J’y suis!

Ca y est, l’année commence ! Après quelques heures de voyages (plus de temps passé dans les zones de contrôle de sécurité que dans l’avion), j’ai pu m’installer dans ma chambre à New Arthur Place, juste au pied d’Holyrood Park (que je vois de ma fenêtre… Enfin, juste derrière un gros tas de poubelles.)

L’appart n’est pas très grand mais c’est plutôt bien fait, même si je me dit que cinq filles pour une seule salle de bain ça va finir par saigner… Résumons: la traversée d’Heathrow, c’est fait, la première tournée des pubs, c’est fait, la cérémonie d’accueil avec bagpipes à l’entrée, c’est fait… Reste à faire les courses, quoi.

Bibliobus

Il y a des périodes d’écriture et des périodes de lecture. J’arrête d’écrire, complètement, je n’y pense presque plus et la boulimie commence. En vrac:

– Le Carnet Noir; Ainsi saigne-t-il; Le jardin des Pendus de Ian Rankin. Je me suis lancée dans les enquêtes de l’inspecteur Rebus uniquement parce que l’action se passait à Edimbourg: ça me semblait un bon moyen pour avoir une première approche de la ville… Et j’ai accroché avec ce personnage de flic bougon (dit comme ça, ça ne parait pas spécialement original, et pourtant!), surtout dans le Carnet Noir. Même le méchant de l’histoire a son charme, et Rankin n’hésite pas à mêler des thèmes un peu plus intéressants à ses enquêtes, qu’il s’agisse du nazisme et de la responsabilité humaine ou des réseaux de prostitution partant de l’Est.
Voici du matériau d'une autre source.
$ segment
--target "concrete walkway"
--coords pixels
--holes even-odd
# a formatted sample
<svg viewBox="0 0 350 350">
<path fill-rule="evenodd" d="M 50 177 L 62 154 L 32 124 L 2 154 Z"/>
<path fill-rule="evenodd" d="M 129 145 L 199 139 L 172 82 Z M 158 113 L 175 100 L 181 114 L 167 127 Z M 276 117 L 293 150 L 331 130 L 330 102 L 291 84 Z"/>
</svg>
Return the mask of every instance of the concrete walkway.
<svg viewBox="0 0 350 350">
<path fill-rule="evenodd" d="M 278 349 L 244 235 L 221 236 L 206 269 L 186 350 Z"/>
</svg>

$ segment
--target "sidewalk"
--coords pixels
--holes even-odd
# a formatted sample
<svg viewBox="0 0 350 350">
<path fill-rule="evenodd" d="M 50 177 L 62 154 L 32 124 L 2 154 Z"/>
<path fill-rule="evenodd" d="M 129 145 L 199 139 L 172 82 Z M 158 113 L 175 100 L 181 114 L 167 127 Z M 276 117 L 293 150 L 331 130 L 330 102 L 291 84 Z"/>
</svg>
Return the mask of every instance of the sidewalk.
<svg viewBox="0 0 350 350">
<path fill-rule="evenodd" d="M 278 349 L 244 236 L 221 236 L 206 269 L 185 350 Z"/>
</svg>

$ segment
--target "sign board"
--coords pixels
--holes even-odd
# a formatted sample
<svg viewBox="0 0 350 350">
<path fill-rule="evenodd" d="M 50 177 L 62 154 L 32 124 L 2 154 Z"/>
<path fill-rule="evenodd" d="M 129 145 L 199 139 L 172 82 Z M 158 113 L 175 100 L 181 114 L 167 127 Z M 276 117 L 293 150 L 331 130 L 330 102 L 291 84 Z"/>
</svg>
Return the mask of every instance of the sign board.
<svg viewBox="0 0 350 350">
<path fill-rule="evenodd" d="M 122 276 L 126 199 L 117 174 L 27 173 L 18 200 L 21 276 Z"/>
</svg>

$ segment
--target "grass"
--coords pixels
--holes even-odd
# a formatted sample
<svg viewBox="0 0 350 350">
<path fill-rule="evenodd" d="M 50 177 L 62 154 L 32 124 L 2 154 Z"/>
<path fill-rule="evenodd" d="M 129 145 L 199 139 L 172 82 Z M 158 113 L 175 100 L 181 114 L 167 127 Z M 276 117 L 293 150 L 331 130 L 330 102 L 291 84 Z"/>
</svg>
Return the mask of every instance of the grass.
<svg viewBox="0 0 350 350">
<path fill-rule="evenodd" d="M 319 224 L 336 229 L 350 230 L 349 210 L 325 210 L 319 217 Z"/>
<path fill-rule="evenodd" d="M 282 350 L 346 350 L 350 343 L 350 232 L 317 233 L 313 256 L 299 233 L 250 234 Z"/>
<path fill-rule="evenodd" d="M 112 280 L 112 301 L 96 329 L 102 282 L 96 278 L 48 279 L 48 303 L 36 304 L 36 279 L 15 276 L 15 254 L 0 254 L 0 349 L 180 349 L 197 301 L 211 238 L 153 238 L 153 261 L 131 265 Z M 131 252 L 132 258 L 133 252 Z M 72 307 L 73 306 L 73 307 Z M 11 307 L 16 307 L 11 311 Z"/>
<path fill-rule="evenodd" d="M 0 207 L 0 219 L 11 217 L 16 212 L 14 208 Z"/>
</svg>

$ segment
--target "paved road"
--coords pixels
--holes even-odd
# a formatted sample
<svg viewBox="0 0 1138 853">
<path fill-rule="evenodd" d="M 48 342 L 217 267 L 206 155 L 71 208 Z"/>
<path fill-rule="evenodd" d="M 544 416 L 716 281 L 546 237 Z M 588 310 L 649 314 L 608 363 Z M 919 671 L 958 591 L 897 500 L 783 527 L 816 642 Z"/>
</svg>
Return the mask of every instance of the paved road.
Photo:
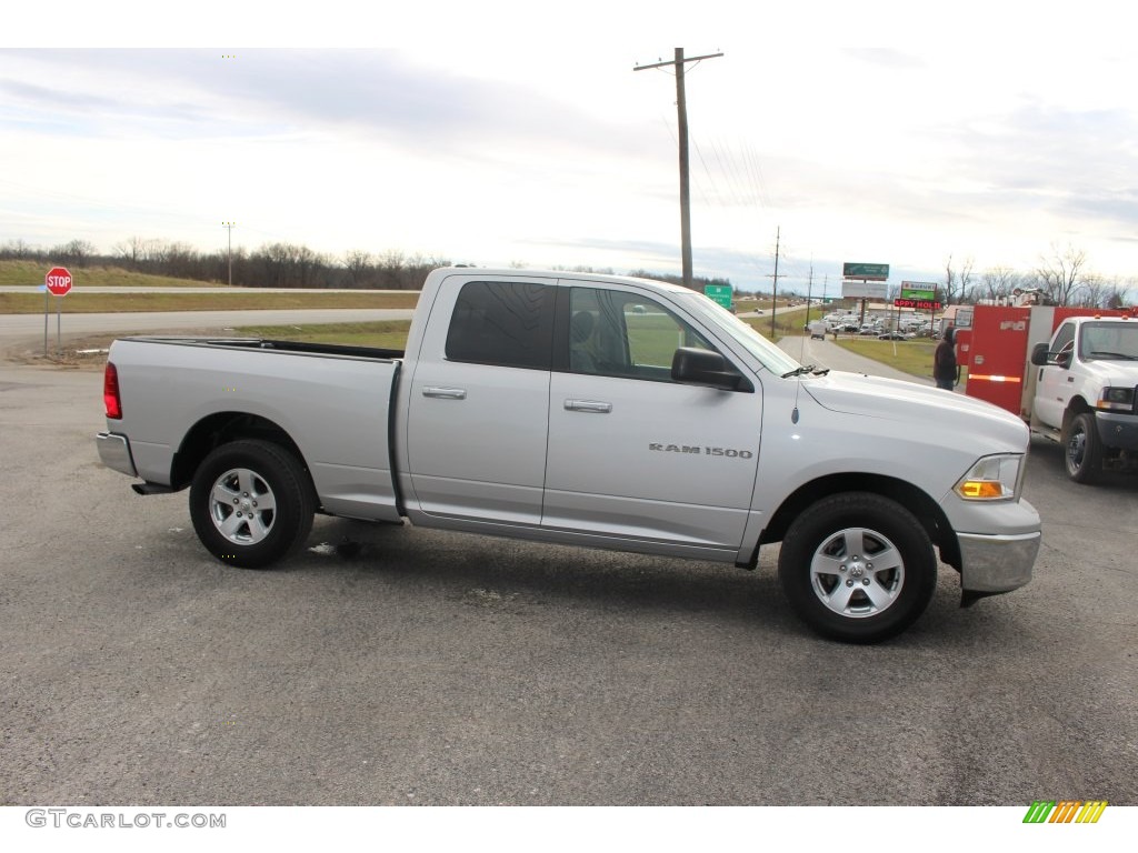
<svg viewBox="0 0 1138 853">
<path fill-rule="evenodd" d="M 1053 445 L 1032 583 L 962 611 L 943 570 L 859 648 L 790 614 L 776 549 L 319 519 L 279 571 L 221 565 L 184 494 L 98 464 L 100 386 L 0 366 L 0 804 L 1138 805 L 1138 486 Z"/>
</svg>

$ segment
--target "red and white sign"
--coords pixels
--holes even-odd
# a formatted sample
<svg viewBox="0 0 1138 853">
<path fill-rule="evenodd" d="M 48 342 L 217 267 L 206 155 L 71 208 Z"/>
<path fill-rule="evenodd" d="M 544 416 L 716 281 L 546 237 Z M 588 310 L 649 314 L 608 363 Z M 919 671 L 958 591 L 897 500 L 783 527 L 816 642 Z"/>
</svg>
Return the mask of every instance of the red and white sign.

– Le clan des Otori, t4 Le vol du héron de Lian Hearn. Ayant lu les trois premiers tomes il y a assez longtemps, je ne m’en rappelais pas spécialement. Juste un bon souvenir sur l’atmosphère générale… Et pourtant, on se replonge aussitôt dans ce monde fantastique et japonisant, lequel se rapproche d’ailleurs un peu plus du Japon antique avec la mention des barbares aux noms portugais. Et la fin… Digne d’un drame oriental!

– Neverwhere de Neil Gaiman. La grosse découverte de ma pile de livres ! Un roman de fantasy urbaine se déroulant dans l’étrange Londres d’En Bas, où tout semble décousu et sorti du passé, et où les personnages ont des noms plus bizarres les u ns que les autres: Porte, Anesthésie, Sable… Sans oublier le génial marquis de Carabas. On en profite en plus pour se familiariser avec le métro de Londres dont toutes les stations donnent lieu à une nouvelle surprise: il y a des Moines Noirs à Blackfriars, un comte et sa cour à Earl’s Court, un ange à Angel… Et jamais la plume de l’auteur ne se départit de son humour, même quand il s’agit des méchants, absolument uniques, autant par leur cruauté que par leur dégaine. J’avais vu le film Stardust (pas un grand chef d’oeuvre, il faut bien l’avouer), et ça ne m’avait pas vraiment donné envie de lire le livre, mais après avoir dévoré celui-ci et m’être rendue compte qu’il s’agissait du même auteur… Je le veux!!

– Dernière Morsure, d’Ariane Fornia: Je ne suis pas fan de ce type d’écriture, un peu trop alambiquée à mon goût, mais au delà de cela, j’ai été plutôt surprise par ce livre. Impossible de ne pas se reconnaître dans les portraits d’adolescents dressés par l’auteur, qui le fait avec un certain sens du détail et pas mal d’humour. Et je retiens encore plus le passage qui épingle les salons du livre: complètement vrai!!